Greater measurement and analysis of the performance of NHS providers will drive up quality in the service and help acheive the goal of more personalised patient care, according to Lord Ara Darzi, who published his final report on the next stage of the NHS today.
“Clinical dashboards” will be published, making plain to doctors and patients how hospitals and GP surgeries are performing. Much of the performance analysis these will draw on will come from patients' experiences of the service they recieve.
And a new NHS Constitution will enshrine the principles and values of the NHS, guaranteeing patients’ access to drugs and treatments approved by NICE.
“As a surgeon I know how vital it is to balance the quality of the patient's experience ... with the success of the treatment they receive,” said Lord Darzi.
“By measuring this quality across the service and publishing that information for the first time, both staff and patients can work together to make better informed choices about their care.”
NHS staff at a local level will be given the responsibility for innovation and improvements in quality of care, said Lord Darzi. And a new workforce strategy “will make career progression clearer, easier and more flexible for all staff”.
The NHS Constitution - the first of its kind in the world, according to the DH - will include a series of pledges aimed at ensuring that careers in the NHS are rewarding and that staff are provided with the training and support they need.
The Constitution will legally enshrine patients’ rights to any treatments approved by NICE where clinically appropriate. Local NHS boards that decide not to fund drugs for which there are no NICE guidelines will have to explain their decision to patients. The NICE appraisal process will also speed up so that guidance will be issued within a few months of a new drug’s launch.
Health Secretary Alan Johnson said: “The content of the Constitution was not dreamt up by me or civil servants in Whitehall.
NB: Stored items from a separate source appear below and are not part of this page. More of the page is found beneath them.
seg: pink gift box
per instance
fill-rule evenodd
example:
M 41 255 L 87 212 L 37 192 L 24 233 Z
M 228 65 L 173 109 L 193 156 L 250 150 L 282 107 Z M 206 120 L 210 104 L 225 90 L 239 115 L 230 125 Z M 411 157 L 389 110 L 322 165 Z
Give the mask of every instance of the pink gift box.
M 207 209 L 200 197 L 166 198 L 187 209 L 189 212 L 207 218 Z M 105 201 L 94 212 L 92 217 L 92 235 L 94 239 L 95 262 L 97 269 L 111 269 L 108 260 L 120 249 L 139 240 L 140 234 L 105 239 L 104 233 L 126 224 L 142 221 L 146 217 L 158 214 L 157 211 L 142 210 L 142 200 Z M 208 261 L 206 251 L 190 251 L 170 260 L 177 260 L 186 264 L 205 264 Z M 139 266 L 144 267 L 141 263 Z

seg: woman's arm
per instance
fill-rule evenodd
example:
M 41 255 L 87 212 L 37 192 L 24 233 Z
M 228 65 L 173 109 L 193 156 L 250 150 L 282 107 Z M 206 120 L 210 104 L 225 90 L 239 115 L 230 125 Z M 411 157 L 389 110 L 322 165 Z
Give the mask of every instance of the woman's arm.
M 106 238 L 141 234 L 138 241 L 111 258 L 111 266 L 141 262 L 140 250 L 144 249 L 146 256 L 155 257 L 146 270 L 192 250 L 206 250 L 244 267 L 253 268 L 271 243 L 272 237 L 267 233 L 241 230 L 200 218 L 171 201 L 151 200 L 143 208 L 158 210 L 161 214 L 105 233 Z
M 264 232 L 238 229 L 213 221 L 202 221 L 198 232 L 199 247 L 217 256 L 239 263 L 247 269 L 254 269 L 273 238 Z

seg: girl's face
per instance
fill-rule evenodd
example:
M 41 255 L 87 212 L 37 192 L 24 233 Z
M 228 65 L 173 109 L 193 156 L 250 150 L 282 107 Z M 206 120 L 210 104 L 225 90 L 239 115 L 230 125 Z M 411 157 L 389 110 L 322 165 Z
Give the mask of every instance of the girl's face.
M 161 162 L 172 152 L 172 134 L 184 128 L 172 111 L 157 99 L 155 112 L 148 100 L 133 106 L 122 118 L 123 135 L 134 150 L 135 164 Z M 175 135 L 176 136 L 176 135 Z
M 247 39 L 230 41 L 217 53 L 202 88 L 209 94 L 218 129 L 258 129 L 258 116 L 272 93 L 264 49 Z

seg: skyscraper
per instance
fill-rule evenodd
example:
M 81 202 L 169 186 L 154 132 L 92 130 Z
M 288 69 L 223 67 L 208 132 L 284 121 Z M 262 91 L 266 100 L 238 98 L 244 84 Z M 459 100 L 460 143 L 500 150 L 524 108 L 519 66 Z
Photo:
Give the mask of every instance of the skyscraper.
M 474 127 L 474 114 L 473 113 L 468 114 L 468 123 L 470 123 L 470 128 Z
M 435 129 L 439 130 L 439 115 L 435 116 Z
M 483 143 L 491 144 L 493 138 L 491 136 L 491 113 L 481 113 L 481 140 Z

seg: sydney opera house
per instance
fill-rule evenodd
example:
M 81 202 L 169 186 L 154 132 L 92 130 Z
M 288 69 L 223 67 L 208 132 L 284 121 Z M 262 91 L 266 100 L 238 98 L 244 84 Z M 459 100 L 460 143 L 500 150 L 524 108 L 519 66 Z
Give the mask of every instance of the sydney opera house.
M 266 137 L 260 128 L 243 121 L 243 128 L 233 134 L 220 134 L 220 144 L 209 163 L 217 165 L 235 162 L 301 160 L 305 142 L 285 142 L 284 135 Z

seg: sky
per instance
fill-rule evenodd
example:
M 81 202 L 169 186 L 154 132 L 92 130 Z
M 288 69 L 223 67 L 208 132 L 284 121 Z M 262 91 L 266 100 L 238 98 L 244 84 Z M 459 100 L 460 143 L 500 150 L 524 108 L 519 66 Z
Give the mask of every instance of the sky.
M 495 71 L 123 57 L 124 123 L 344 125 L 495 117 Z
It is something that has arisen out of discussions with thousands of NHS staff and patients across the country,”
“What we have come up with is not set in stone but is a good basis for further consultation,” he added.
A detailed report on GP services, NHS Next Stage Review: Our Vision for Primary and Community Care, will be published shortly, providing the details of how Lord Darzi’s plans will affect primary care.
The Quality and Outcomes Framework will be adjusted “to provide better incentives for maintaining good health as well as good care,” says today’s report.
Lord Darzi’s report, NHS Next Stage Review: High Quality Care for All, makes no mention of “polyclinics” in its 92 pages, but reiterates that the 150 GP-led “health centres” that he announced in his interim report in October will increase access to primary care and “reflect local needs and priorities”.
“Primary care trusts will ensure that these centres are open at more convenient hours that fit with people’s lifestyles (8am to 8pm every day)” says the report.
GPs will also promote a nationwide “Reduce your Risk” campaign to raise awareness of free vascular checks for 40 to 74-year-olds and help people to know when they need to get help.
Today’s publication is the culmination of a 12-month review, led by 2,000 clinicians and staff and involving 60,000 patients.